Il faut, en effet, être adepte de l’angélisme en politique pour croire que l’ex-rebelle Jean-Pierre Bemba, vice-président issu du Mouvement pour la libération du Congo (MLC), file le parfait amour avec son homologue de la mouvance présidentielle, Abdoulaye Yérodia N’dombasi, compagnon de Laurent-Désiré Kabila contre qui le MLC a pris les armes en 1998. Ou penser que le chef de l’État, Joseph Kabila, n’éprouve aucun ressentiment à l’égard d’Azarias Ruberwa, l’autre vice-président, tête de file du Rassemblement congolais pour la démocratie (RCD), organisation armée qui a occupé l’est du pays d’août 1998 à juin 2003 et qui reste perçue à Kinshasa comme l’alliée du Rwanda contre la RDC.
Comment le très éloquent avocat Ruberwa peut-il se comprendre avec le très abstrait psychanalyste Yérodia, ce « disciple de Lacan amateur de phrases obscures » ? Est-il possible de rapprocher le distant fonctionnaire international que fut Arthur Z’ahidi Ngoma du redoutable homme d’affaires Jean-Pierre Bemba ? La cohabitation d’adversaires politiques qui s’opposaient par les armes il y a moins de deux ans n’est pas aisée.

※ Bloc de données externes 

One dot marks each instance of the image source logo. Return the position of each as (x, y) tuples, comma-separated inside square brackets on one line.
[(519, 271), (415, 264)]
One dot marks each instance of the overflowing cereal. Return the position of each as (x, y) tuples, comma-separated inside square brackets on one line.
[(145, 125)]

Pour donner des chances de survie à une transition fragile, les acteurs de l’« espace présidentiel » y vont avec délicatesse, comme s’ils maniaient un verre de cristal.
Abdoulaye Yérodia décrit ainsi l’atmosphère qui y règne : « Dès que nous regardons notre vis-à-vis d’un oeil qui ne lui plaît pas, il menace de retourner d’où il est venu. Nous le tapons amicalement à l’épaule pour le calmer. Le lendemain, nous oublions par mégarde de lui dire bonjour. Il boude. Il faut à nouveau l’amadouer pour l’empêcher de retourner au Kivu ou dans l’Équateur. »

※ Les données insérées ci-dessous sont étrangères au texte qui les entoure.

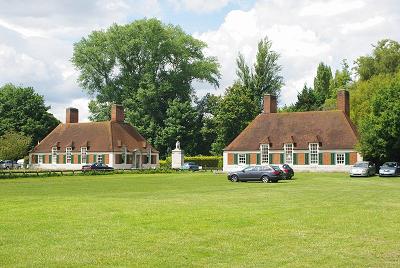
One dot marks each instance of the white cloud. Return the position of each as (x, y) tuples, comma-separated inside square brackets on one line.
[(36, 39), (330, 8), (359, 26), (304, 33), (199, 6)]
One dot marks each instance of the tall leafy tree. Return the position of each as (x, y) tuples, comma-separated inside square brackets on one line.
[(14, 145), (24, 111), (306, 100), (385, 59), (180, 124), (380, 129), (341, 80), (207, 108), (322, 82), (233, 116), (146, 66), (264, 77)]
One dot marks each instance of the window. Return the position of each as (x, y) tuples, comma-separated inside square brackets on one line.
[(242, 159), (264, 148), (54, 154), (84, 155), (340, 159), (124, 154), (68, 154), (313, 147), (288, 153)]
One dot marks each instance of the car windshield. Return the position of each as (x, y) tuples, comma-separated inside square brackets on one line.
[(389, 164), (362, 164), (276, 168)]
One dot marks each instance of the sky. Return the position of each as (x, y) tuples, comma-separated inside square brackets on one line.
[(37, 37)]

À ces susceptibilités s’ajoutent les conflits de compétence et de préséance entre les quatre hommes. Le chef de l’État, Joseph Kabila, a dû plusieurs fois les disqualifier tous et recourir au président de l’Assemblée nationale, Olivier Kamitatu, pour le représenter à des manifestations officielles. « L’espace présidentiel » réussit toutefois à sauver les apparences et à tenir un discours officiel homogène. Chacun des cinq assure avoir de bons rapports avec les autres et travailler en bonne intelligence avec chacun. Même s’ils s’entendent en réalité sur presque rien, si ce n’est de la nécessité de tenir secret leur salaire mensuel (7 500 dollars pour les vice-présidents et 10 000 dollars pour le président) et les « fonds politiques » qui leur sont versés par le Trésor public (25 000 dollars par mois).

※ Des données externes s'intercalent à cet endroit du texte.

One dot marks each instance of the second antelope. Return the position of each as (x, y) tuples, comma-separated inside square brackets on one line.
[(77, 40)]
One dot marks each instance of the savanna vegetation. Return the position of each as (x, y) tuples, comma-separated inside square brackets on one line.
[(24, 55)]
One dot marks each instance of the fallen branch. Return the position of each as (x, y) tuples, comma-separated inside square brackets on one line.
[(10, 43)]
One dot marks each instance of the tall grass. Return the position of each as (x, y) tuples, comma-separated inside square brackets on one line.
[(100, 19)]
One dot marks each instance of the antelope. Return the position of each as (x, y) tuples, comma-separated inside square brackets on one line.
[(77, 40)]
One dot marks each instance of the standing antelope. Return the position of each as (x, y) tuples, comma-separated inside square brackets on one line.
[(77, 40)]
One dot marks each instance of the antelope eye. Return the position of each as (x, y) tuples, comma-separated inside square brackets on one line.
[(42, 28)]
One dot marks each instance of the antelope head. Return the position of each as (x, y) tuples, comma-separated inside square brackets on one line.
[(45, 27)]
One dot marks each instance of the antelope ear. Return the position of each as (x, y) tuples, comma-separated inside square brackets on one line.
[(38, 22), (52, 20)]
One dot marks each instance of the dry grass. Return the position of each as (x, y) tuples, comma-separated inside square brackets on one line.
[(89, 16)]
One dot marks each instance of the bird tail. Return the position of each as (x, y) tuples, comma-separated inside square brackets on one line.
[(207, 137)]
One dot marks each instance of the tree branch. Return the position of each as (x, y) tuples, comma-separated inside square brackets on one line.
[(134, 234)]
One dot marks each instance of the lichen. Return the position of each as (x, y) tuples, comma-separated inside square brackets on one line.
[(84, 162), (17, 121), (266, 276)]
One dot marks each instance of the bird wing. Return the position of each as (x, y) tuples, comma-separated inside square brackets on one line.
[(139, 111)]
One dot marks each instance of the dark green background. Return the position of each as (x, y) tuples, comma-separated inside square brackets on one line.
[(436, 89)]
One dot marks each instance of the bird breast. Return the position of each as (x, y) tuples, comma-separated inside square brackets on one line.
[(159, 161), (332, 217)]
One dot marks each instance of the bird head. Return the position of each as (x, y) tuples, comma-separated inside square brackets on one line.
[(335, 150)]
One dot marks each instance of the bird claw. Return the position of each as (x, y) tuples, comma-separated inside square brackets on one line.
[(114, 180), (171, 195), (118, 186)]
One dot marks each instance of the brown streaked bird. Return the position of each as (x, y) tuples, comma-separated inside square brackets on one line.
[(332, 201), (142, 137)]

Dans la pratique, chaque vice-président s’occupe d’un domaine bien précis de la vie de l’État : Azarias Ruberwa chargé de la commission Défense et Sécurité coiffe tous les ministères « régaliens » : Défense, Sécurité, Justice, Administration du territoire… À la tête de la commission Économie et Finances, Jean-Pierre Bemba chapeaute les départements du même nom, ainsi que d’autres services, comme celui des Transports. Une fois par semaine, chaque vice-président réunit les ministres relevant de sa commission, coordonne leurs actions et en rend compte au cours de la réunion hebdomadaire des membres de l’espace présidentiel, puis en Conseil des ministres.
En dehors de cette rencontre hebdomadaire, le chef de l’État et ses quatre adjoints se réunissent à tout moment pour examiner « les questions sensibles ou urgentes ». Les principes de travail du groupe 1 + 4 sont fixés par les accords de Pretoria et de Sun City. Des principes qui les conduisent à privilégier le consensus… et à respecter un pacte tacite de non-agression.